Monday lunchtime at London's Wigmore Hall: an enjoyable and stimulating pre-concert lunch with a friend combined with a high-calibre performance by a young artist with a formidable reputation makes for a near-perfect start to the week. The artist in question was Denis Kozhukhin, a young Russian pianist who came to international notice after winning the Queen Elizabeth Competition in 2010. I first heard him in concert with the Capuçon brothers in music by Shostakovich and Messiaen's extraordinary Quartet for the End of Time. This was my first taste of him as a soloist and he stamped his authority and musicality on the concert from the opening notes of the Haydn Sonata to the final fleeting phrase of his second encore.
If I had my way, all piano recitals would open with music by Haydn. His wit and inventiveness act as a wonderful musical palette sharpener. Kozhukhin combined poise, grace and a brilliant, witty clarity to the outer movements of the Sonata in D with sensitive lyricism in the melancholy aria-like middle movement.

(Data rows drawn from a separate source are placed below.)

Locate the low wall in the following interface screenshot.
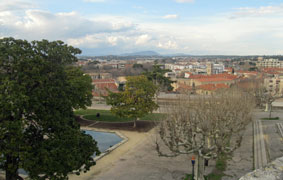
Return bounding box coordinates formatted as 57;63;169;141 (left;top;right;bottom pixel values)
239;156;283;180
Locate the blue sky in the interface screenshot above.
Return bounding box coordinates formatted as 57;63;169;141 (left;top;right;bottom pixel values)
1;0;283;55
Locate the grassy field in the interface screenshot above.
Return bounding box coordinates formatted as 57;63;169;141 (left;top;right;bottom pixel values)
74;109;165;122
261;117;280;120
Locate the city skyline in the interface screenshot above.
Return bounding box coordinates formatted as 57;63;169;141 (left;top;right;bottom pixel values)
1;0;283;55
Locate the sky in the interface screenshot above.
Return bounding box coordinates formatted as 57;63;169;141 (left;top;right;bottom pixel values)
1;0;283;55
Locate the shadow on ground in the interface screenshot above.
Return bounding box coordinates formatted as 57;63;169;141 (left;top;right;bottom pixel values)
75;116;156;132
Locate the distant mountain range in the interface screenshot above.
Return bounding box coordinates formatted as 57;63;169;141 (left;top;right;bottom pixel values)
164;53;190;56
119;51;193;57
120;51;160;56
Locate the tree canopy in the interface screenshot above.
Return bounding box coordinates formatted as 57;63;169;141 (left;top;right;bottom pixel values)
156;88;255;179
143;65;174;92
0;37;99;180
106;75;158;127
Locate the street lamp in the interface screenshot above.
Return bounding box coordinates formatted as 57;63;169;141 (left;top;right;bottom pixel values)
191;155;195;180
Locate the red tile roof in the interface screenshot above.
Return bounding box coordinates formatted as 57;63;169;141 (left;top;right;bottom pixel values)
176;83;192;93
189;73;237;80
262;68;283;75
95;83;118;91
92;79;118;97
196;78;235;82
236;70;258;75
185;72;193;75
197;83;229;91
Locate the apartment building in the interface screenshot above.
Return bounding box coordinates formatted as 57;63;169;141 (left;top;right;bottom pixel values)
264;75;283;96
257;59;283;68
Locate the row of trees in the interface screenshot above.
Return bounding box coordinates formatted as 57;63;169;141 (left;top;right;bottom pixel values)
104;66;258;179
0;37;175;179
237;78;280;118
1;37;271;180
156;89;255;179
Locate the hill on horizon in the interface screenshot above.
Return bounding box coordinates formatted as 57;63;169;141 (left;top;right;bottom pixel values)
120;51;160;56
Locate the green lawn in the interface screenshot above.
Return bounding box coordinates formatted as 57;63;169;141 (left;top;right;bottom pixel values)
261;117;280;120
74;109;165;122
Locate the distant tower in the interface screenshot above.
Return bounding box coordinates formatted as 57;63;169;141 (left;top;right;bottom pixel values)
258;57;263;61
206;62;213;75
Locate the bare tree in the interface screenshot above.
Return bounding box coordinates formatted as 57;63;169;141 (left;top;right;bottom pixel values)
236;78;264;107
156;89;255;179
246;79;278;118
237;76;283;118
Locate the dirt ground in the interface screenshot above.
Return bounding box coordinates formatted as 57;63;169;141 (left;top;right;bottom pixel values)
72;117;216;180
69;128;197;180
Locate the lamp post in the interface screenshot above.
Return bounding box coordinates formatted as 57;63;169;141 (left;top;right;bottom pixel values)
191;155;195;180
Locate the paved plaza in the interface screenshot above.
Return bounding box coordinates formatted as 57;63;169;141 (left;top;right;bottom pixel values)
223;109;283;180
70;108;283;180
69;129;214;180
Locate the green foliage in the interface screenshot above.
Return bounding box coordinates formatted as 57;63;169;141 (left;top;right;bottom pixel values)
206;174;224;180
248;67;258;71
0;37;99;179
261;117;279;120
249;62;256;66
105;75;158;126
74;109;164;122
210;153;229;180
118;83;125;92
65;66;93;109
133;63;143;69
215;154;228;171
143;65;174;92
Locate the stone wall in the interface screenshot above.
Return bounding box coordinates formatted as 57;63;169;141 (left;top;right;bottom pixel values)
239;156;283;180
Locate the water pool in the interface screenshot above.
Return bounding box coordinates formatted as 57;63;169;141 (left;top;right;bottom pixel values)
84;130;123;154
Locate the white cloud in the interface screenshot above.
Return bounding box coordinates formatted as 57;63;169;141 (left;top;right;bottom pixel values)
137;9;283;55
163;14;178;19
0;8;136;41
0;0;37;12
107;36;118;46
158;40;178;49
231;4;283;18
135;34;151;45
175;0;194;3
2;2;283;55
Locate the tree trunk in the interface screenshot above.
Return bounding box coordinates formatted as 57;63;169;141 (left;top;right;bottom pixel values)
133;118;137;128
155;91;160;113
196;155;205;180
269;103;272;119
5;155;20;180
265;103;269;112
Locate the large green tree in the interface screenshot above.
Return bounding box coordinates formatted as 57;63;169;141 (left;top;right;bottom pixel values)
106;75;158;128
0;38;99;180
143;65;174;92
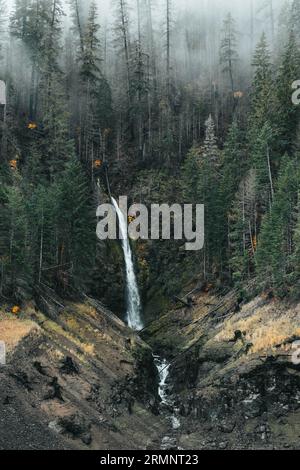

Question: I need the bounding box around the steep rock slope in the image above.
[143,291,300,450]
[0,299,165,450]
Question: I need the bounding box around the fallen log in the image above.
[173,296,194,308]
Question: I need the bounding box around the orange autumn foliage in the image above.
[94,159,102,168]
[11,306,20,315]
[9,159,18,170]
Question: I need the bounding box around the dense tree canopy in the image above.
[0,0,300,311]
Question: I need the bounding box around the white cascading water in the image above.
[111,198,179,446]
[153,355,181,431]
[111,197,144,331]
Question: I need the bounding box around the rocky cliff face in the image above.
[2,291,300,450]
[144,291,300,450]
[0,299,164,450]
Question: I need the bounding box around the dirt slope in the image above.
[0,300,166,450]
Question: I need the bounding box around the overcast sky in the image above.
[4,0,283,16]
[3,0,286,31]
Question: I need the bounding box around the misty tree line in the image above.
[0,0,299,307]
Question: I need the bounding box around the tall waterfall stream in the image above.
[111,197,143,331]
[112,197,180,448]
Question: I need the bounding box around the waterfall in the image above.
[111,197,143,331]
[153,355,181,431]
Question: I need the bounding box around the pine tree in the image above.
[36,0,74,180]
[23,142,46,185]
[69,0,84,57]
[256,158,300,294]
[10,0,51,117]
[220,120,247,271]
[229,169,257,284]
[39,0,64,100]
[182,146,202,204]
[0,0,6,63]
[4,174,34,299]
[221,120,246,212]
[113,0,132,110]
[203,114,220,164]
[54,157,95,292]
[248,35,276,218]
[290,0,300,44]
[199,115,222,276]
[291,194,300,290]
[220,13,239,93]
[0,161,11,297]
[75,1,112,167]
[80,1,101,84]
[275,32,300,156]
[251,121,274,209]
[182,116,222,278]
[131,15,149,160]
[10,0,32,41]
[165,0,173,98]
[257,0,275,46]
[277,1,293,53]
[25,183,56,288]
[249,33,274,131]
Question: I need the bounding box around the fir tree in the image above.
[220,13,239,93]
[54,157,95,292]
[203,115,220,164]
[248,35,276,218]
[221,120,246,212]
[249,33,274,131]
[290,0,300,44]
[251,121,274,209]
[5,174,33,298]
[10,0,51,117]
[220,120,247,271]
[182,146,202,204]
[76,1,112,166]
[256,158,300,294]
[80,1,101,84]
[229,169,257,284]
[199,115,222,276]
[275,32,300,156]
[0,0,6,62]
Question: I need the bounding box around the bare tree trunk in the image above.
[229,59,234,94]
[137,0,143,158]
[166,0,171,99]
[146,0,157,158]
[120,0,131,108]
[29,63,36,118]
[228,25,234,93]
[267,144,274,202]
[269,0,275,48]
[73,0,84,54]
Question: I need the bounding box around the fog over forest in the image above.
[1,0,300,453]
[0,0,299,295]
[1,0,291,145]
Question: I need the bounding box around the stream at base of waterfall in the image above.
[153,355,182,450]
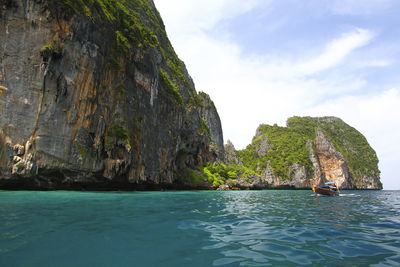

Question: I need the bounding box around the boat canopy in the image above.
[325,181,336,184]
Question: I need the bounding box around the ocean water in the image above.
[0,190,399,266]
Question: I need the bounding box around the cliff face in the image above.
[311,129,351,188]
[223,117,381,190]
[0,0,224,189]
[197,92,224,162]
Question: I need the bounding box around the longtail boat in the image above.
[312,181,339,196]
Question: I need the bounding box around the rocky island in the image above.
[0,0,382,190]
[209,116,382,190]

Brahms' Theme and Variations in D minor were originally scored for strings, though listeners could be forgiven for thinking that the work was intended for the organ, with its rich textures, rolling arpeggiated chords and assertive grandeur. The work also looks back to Haydn's Baroque antecedents, most notably Bach's Chaconne in D minor for solo violin, in its structure and stylistic elements. Kozhukhin brought a full, rounded tone to the work, his fortes and fortissimos muscular and colourful rather than simply loud. The work unfolded expansively, revealing its chorale-like elements The fourth variation, in D major, recalled in the lyricism of Haydn's slow movement and also looked forward to the Liszt which followed, with its delicate figurations.